Eine einmalige, maßgeschneiderte Zelltherapie des Biotech-Unternehmens Kyverna Therapeutics hat in einer klinischen Studie die Mobilität von Patienten mit Stiff-Person-Syndrom deutlich verbessert und deren Behinderungen reduziert. Das Stiff-Person-Syndrom ist eine seltene neurologische Autoimmunerkrankung.

FDA-Zulassung noch 2024 geplant

Kyverna Therapeutics kündigte an, die Therapie bis Mitte dieses Jahres bei der US-amerikanischen Arzneimittelbehörde FDA zur Zulassung einzureichen. Sollte die Genehmigung erteilt werden, wäre dies die erste zugelassene Behandlung für das Stiff-Person-Syndrom überhaupt. Zudem würde es sich um die erste personalisierte CAR-T-Therapie handeln, die für eine Autoimmunerkrankung zugelassen wird.

Hintergrund: CAR-T-Therapien bei Autoimmunerkrankungen

Bisher sind CAR-T-Therapien ausschließlich für die Behandlung von Blutkrebs zugelassen. Die Technologie nutzt genetisch veränderte T-Zellen, um gezielt B-Zellen zu eliminieren – was einer Neustart des Immunsystems gleichkommt. Diese Methode weckt zunehmend das Interesse von Biotech-Firmen, die sich auf Autoimmunerkrankungen konzentrieren.

Ausblick und Bedeutung

Die aktuellen Studienergebnisse unterstreichen das Potenzial von CAR-T-Therapien jenseits der Onkologie. Experten sehen darin einen Meilenstein für die Behandlung seltener Autoimmunerkrankungen. Sollte die FDA die Therapie von Kyverna genehmigen, könnte dies den Weg für weitere innovative Therapieansätze in diesem Bereich ebnen.

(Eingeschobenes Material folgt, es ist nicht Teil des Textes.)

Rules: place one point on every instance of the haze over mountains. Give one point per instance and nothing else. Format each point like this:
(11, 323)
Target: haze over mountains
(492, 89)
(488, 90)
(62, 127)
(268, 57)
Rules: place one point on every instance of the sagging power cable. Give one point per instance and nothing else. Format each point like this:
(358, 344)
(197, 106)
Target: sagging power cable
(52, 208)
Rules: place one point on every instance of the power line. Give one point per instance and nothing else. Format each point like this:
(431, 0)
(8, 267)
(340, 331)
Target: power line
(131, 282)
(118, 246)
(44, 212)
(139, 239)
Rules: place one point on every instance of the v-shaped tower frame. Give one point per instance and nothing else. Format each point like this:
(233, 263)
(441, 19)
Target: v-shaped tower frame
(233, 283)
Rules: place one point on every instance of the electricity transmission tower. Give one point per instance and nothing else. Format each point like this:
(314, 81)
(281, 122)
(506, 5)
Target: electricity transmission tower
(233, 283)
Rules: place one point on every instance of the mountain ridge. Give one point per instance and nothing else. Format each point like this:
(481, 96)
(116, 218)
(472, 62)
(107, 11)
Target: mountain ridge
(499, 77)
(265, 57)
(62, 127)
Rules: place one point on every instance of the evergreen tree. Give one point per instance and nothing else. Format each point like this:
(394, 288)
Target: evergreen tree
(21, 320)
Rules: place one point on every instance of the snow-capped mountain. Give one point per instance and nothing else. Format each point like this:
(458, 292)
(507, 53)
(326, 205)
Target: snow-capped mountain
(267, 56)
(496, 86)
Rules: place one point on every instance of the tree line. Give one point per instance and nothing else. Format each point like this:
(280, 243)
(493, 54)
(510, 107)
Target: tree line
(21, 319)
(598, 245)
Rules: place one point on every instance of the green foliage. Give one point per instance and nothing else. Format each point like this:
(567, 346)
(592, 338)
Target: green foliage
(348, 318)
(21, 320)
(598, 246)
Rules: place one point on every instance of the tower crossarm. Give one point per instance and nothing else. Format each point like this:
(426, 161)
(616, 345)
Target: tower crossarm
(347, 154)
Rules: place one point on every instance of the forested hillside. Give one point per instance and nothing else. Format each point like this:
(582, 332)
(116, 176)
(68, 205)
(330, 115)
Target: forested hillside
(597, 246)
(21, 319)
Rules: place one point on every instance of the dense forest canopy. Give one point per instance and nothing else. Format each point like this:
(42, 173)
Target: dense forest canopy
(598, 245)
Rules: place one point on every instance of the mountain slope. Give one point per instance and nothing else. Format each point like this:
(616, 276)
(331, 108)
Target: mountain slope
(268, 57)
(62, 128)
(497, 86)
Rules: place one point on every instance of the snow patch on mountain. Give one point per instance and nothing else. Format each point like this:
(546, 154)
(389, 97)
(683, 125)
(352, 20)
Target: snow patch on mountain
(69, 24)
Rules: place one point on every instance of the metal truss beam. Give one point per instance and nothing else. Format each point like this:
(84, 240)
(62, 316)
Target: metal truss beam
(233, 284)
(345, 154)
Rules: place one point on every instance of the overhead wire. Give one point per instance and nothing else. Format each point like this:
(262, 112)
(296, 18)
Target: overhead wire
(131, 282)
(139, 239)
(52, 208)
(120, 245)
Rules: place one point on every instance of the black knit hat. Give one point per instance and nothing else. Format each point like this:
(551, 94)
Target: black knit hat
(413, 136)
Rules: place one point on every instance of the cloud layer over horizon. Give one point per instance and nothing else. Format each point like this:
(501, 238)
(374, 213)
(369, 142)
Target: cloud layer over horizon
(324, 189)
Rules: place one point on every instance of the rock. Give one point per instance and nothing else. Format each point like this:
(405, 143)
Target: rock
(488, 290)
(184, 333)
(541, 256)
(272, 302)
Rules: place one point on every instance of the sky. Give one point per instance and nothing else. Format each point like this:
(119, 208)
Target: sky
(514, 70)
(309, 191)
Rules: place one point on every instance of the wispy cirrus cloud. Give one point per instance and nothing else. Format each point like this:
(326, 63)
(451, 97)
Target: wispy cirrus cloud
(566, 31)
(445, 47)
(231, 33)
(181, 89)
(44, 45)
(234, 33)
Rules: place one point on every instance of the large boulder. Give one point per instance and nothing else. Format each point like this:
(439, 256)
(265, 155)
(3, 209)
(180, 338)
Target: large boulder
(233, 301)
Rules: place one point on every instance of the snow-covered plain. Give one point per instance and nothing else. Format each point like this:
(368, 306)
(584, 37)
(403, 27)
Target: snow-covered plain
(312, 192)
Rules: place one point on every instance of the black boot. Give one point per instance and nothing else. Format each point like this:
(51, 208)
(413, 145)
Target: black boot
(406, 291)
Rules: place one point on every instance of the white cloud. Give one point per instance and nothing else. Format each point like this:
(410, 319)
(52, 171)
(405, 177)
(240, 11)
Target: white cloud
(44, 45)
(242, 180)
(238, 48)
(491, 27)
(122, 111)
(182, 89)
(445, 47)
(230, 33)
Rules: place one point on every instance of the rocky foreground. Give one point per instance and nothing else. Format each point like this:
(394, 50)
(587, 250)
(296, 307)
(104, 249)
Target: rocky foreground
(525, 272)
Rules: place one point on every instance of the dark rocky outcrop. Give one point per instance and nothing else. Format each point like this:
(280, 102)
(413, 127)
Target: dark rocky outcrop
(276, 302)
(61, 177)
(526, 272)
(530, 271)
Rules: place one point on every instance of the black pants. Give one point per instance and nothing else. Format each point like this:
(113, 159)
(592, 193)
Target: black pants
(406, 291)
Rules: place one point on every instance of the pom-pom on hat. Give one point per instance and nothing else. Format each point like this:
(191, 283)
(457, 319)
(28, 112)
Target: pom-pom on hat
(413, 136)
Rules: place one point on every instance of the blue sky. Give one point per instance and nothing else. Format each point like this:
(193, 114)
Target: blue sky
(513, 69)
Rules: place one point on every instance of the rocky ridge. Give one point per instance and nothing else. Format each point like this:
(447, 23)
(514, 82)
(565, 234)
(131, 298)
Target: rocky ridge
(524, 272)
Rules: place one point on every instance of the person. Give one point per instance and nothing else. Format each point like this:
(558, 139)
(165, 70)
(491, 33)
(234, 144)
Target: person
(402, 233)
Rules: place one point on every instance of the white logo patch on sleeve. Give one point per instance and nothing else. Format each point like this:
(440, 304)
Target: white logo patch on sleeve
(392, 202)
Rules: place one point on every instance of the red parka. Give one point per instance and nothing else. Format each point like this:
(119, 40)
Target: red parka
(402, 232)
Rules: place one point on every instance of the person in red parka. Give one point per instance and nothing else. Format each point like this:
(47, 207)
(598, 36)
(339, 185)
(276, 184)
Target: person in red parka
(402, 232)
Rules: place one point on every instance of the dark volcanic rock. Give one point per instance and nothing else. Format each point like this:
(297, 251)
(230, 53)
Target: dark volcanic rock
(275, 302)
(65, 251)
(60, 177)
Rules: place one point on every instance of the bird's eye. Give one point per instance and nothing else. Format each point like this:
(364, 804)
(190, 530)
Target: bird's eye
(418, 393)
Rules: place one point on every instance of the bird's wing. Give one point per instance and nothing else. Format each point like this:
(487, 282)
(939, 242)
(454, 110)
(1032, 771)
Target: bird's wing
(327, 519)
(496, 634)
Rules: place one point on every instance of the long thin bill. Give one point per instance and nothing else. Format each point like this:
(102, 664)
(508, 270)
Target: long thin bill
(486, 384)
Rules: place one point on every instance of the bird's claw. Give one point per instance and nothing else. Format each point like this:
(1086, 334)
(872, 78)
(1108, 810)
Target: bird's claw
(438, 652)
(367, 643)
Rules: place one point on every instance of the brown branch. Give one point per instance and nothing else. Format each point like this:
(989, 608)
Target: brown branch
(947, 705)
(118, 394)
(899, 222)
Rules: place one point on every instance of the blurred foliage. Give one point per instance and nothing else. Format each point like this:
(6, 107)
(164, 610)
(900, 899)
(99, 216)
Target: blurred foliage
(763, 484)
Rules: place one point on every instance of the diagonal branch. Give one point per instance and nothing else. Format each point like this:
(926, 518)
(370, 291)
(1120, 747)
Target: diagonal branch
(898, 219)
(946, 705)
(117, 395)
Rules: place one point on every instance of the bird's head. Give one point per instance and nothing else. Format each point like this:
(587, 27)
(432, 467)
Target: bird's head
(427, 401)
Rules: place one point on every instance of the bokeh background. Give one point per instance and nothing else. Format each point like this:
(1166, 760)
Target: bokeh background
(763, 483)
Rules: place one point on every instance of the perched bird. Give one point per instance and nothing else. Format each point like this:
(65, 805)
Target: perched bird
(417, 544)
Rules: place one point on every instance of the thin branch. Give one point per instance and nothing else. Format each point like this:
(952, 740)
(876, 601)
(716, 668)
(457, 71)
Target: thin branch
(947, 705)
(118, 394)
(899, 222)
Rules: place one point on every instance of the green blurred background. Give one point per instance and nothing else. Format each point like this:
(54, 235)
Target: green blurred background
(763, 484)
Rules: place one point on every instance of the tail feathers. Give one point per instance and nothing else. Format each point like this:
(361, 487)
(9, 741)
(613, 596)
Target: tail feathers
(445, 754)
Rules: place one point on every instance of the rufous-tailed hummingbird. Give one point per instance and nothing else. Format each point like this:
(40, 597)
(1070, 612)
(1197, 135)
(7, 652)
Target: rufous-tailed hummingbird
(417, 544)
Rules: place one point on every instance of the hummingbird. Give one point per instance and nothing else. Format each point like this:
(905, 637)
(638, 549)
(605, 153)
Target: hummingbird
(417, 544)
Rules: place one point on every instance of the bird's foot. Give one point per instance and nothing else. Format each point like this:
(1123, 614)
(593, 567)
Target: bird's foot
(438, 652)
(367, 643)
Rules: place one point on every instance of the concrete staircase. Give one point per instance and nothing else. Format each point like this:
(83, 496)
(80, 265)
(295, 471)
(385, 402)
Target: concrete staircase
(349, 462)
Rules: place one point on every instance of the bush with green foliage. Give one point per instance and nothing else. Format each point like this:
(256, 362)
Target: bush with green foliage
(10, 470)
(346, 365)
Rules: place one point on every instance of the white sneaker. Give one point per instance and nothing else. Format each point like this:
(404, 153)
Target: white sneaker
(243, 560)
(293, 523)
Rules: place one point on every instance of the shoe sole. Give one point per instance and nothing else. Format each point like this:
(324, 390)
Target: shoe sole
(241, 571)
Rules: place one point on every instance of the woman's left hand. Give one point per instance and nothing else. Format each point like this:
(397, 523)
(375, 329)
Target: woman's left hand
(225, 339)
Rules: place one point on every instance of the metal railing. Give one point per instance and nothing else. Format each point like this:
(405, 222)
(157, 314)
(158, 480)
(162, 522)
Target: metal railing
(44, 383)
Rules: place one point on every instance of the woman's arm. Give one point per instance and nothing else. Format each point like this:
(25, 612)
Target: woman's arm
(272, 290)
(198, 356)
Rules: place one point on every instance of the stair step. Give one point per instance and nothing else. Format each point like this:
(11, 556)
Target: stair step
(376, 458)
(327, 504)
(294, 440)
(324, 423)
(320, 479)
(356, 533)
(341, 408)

„Die Ergebnisse dieser Studie sind vielversprechend und könnten die Behandlung des Stiff-Person-Syndroms grundlegend verändern.“
— Studienleiter der klinischen Prüfung

Nächste Schritte

Kyverna Therapeutics bereitet nun die Einreichung der Zulassungsunterlagen bei der FDA vor. Parallel laufen weitere klinische Studien, um die Wirksamkeit und Sicherheit der Therapie zu bestätigen. Die Branche beobachtet die Entwicklungen mit großer Aufmerksamkeit, da sie ein mögliches Vorbild für ähnliche Therapieansätze bei anderen Autoimmunerkrankungen sein könnten.